Les données montrent par exemple qu’entre 2010 et 2015, quarante-trois (43) nouveaux programmes d’assistance sociale ont été mis en place en Afrique — soit un nombre plus élevé au cours de cette demi-décennie que durant les décennies précédentes.

« Je salue le fait que la plupart des pays africains consacrent davantage de ressources nationales à la protection sociale. Cette démarche est essentielle pour mettre fin à la pauvreté et aux inégalités sur le continent », a indiqué Ahunna Eziakonwa, Sous-Secrétaire générale des Nations Unies et directrice du Bureau régional du PNUD pour l’Afrique.

Le rapport indique également une évolution positive concernant la légalisation et l’institutionnalisation de la protection sociale. Les données révèlent que de nombreuses constitutions nationales consacrent la protection sociale comme un droit que l’État se doit de faire respecter, et de plus en plus de lois sont adoptées qui traduisent cette aspiration à un droit « opposable ». Au cours des 10 dernières années, environ la moitié des pays africains ont adopté une stratégie ou une politique de protection sociale, et plusieurs d’entre eux ont créé des ministères de tutelle ou des organes de coordination de la protection sociale.

Mais le nouveau rapport relève également des difficultés. Si les financements intérieurs augmentent, cette augmentation doit être considérablement plus importante. Par exemple, les pays les moins dépensiers ne consacrent que 4 dollars par an et par habitant, un montant qui inclut les charges administratives liées à la gestion des programmes de protection sociale.

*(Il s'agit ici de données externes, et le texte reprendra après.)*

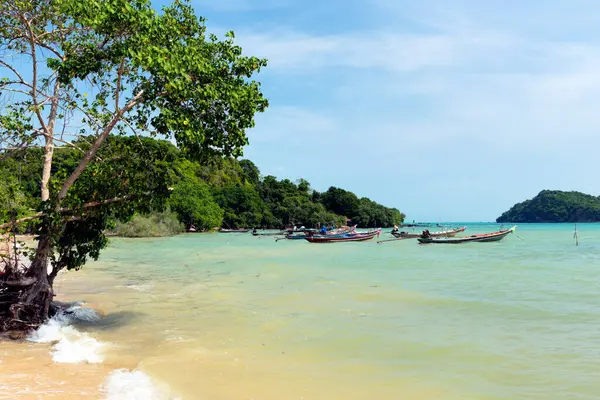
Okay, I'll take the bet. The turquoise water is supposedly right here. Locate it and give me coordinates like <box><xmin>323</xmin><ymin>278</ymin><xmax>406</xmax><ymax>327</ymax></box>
<box><xmin>19</xmin><ymin>224</ymin><xmax>600</xmax><ymax>400</ymax></box>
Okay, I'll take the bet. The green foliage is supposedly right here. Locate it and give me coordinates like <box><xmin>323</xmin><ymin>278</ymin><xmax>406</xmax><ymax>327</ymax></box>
<box><xmin>0</xmin><ymin>176</ymin><xmax>28</xmax><ymax>223</ymax></box>
<box><xmin>215</xmin><ymin>185</ymin><xmax>265</xmax><ymax>228</ymax></box>
<box><xmin>496</xmin><ymin>190</ymin><xmax>600</xmax><ymax>222</ymax></box>
<box><xmin>109</xmin><ymin>211</ymin><xmax>184</xmax><ymax>238</ymax></box>
<box><xmin>169</xmin><ymin>180</ymin><xmax>223</xmax><ymax>230</ymax></box>
<box><xmin>0</xmin><ymin>136</ymin><xmax>404</xmax><ymax>234</ymax></box>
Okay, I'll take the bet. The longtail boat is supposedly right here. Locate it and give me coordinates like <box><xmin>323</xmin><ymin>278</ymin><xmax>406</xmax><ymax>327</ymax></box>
<box><xmin>417</xmin><ymin>225</ymin><xmax>517</xmax><ymax>244</ymax></box>
<box><xmin>304</xmin><ymin>229</ymin><xmax>381</xmax><ymax>243</ymax></box>
<box><xmin>275</xmin><ymin>233</ymin><xmax>307</xmax><ymax>242</ymax></box>
<box><xmin>252</xmin><ymin>229</ymin><xmax>292</xmax><ymax>236</ymax></box>
<box><xmin>391</xmin><ymin>226</ymin><xmax>467</xmax><ymax>239</ymax></box>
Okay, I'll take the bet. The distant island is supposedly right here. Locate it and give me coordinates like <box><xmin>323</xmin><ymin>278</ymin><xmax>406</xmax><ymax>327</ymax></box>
<box><xmin>496</xmin><ymin>190</ymin><xmax>600</xmax><ymax>222</ymax></box>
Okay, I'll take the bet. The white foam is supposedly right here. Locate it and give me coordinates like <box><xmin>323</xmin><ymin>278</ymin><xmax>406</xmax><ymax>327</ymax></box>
<box><xmin>103</xmin><ymin>369</ymin><xmax>169</xmax><ymax>400</ymax></box>
<box><xmin>28</xmin><ymin>306</ymin><xmax>105</xmax><ymax>364</ymax></box>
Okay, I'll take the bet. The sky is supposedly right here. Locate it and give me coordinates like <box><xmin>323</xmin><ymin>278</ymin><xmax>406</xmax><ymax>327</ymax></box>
<box><xmin>4</xmin><ymin>0</ymin><xmax>600</xmax><ymax>222</ymax></box>
<box><xmin>172</xmin><ymin>0</ymin><xmax>600</xmax><ymax>221</ymax></box>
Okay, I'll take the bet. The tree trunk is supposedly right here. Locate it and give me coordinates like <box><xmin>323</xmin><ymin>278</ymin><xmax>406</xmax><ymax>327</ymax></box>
<box><xmin>0</xmin><ymin>234</ymin><xmax>54</xmax><ymax>332</ymax></box>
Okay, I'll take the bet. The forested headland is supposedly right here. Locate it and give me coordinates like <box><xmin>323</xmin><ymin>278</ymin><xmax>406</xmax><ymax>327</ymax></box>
<box><xmin>496</xmin><ymin>190</ymin><xmax>600</xmax><ymax>223</ymax></box>
<box><xmin>0</xmin><ymin>136</ymin><xmax>404</xmax><ymax>236</ymax></box>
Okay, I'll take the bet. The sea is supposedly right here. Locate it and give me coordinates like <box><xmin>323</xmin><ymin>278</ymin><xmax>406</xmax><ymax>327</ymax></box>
<box><xmin>0</xmin><ymin>223</ymin><xmax>600</xmax><ymax>400</ymax></box>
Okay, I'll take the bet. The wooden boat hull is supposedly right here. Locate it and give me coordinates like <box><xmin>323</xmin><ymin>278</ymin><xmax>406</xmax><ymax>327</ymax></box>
<box><xmin>305</xmin><ymin>230</ymin><xmax>381</xmax><ymax>243</ymax></box>
<box><xmin>417</xmin><ymin>225</ymin><xmax>517</xmax><ymax>244</ymax></box>
<box><xmin>252</xmin><ymin>231</ymin><xmax>289</xmax><ymax>236</ymax></box>
<box><xmin>392</xmin><ymin>226</ymin><xmax>467</xmax><ymax>239</ymax></box>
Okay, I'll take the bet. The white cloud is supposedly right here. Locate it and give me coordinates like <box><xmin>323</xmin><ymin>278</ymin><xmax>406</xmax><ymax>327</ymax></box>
<box><xmin>238</xmin><ymin>32</ymin><xmax>458</xmax><ymax>73</ymax></box>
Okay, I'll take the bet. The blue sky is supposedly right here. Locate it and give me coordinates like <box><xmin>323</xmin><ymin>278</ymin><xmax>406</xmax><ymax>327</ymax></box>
<box><xmin>23</xmin><ymin>0</ymin><xmax>600</xmax><ymax>221</ymax></box>
<box><xmin>182</xmin><ymin>0</ymin><xmax>600</xmax><ymax>221</ymax></box>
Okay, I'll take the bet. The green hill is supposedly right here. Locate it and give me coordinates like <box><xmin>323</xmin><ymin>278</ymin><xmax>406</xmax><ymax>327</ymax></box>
<box><xmin>496</xmin><ymin>190</ymin><xmax>600</xmax><ymax>222</ymax></box>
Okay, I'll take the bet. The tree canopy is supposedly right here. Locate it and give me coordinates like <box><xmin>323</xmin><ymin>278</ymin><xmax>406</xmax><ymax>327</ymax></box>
<box><xmin>0</xmin><ymin>0</ymin><xmax>268</xmax><ymax>330</ymax></box>
<box><xmin>496</xmin><ymin>190</ymin><xmax>600</xmax><ymax>222</ymax></box>
<box><xmin>0</xmin><ymin>136</ymin><xmax>404</xmax><ymax>230</ymax></box>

Le rapport préconise par conséquent un recouvrement des impôts plus efficace, l’élargissement de l’assiette fiscale grâce à une imposition progressive et à la réduction des flux financiers illicites, ainsi que des stratégies visant à accroître la capacité de l’État à financer l’assistance sociale en Afrique.

Le rapport plaide également pour le renforcement des systèmes nationaux de protection sociale, considérés comme un moyen d’éliminer la pauvreté, de diminuer la vulnérabilité et de traduire dans les faits l’engagement de « ne laisser personne de côté », conformément aux ODD et à l’Agenda 2063. Les recommandations du rapport soulignent en particulier la nécessité de renforcer les capacités dans des domaines tels que la cohérence des politiques publiques, la coordination et le suivi et l’évaluation, appelant les partenaires de développement à s’engager à renforcer leurs capacités à long terme.

On retrouvera dans le rapport une section consacrée aux profils de pays comportant des informations et des données essentielles sur l’assistance sociale contemporaine dans tous les pays africains. Le rapport et la plateforme de données en ligne visent à favoriser une meilleure compréhension de l’assistance sociale fournie par les États pour éclairer les politiques publiques et les pratiques en la matière, contribuer à la collaboration Sud-Sud, et à des fins de recherche et de plaidoyer.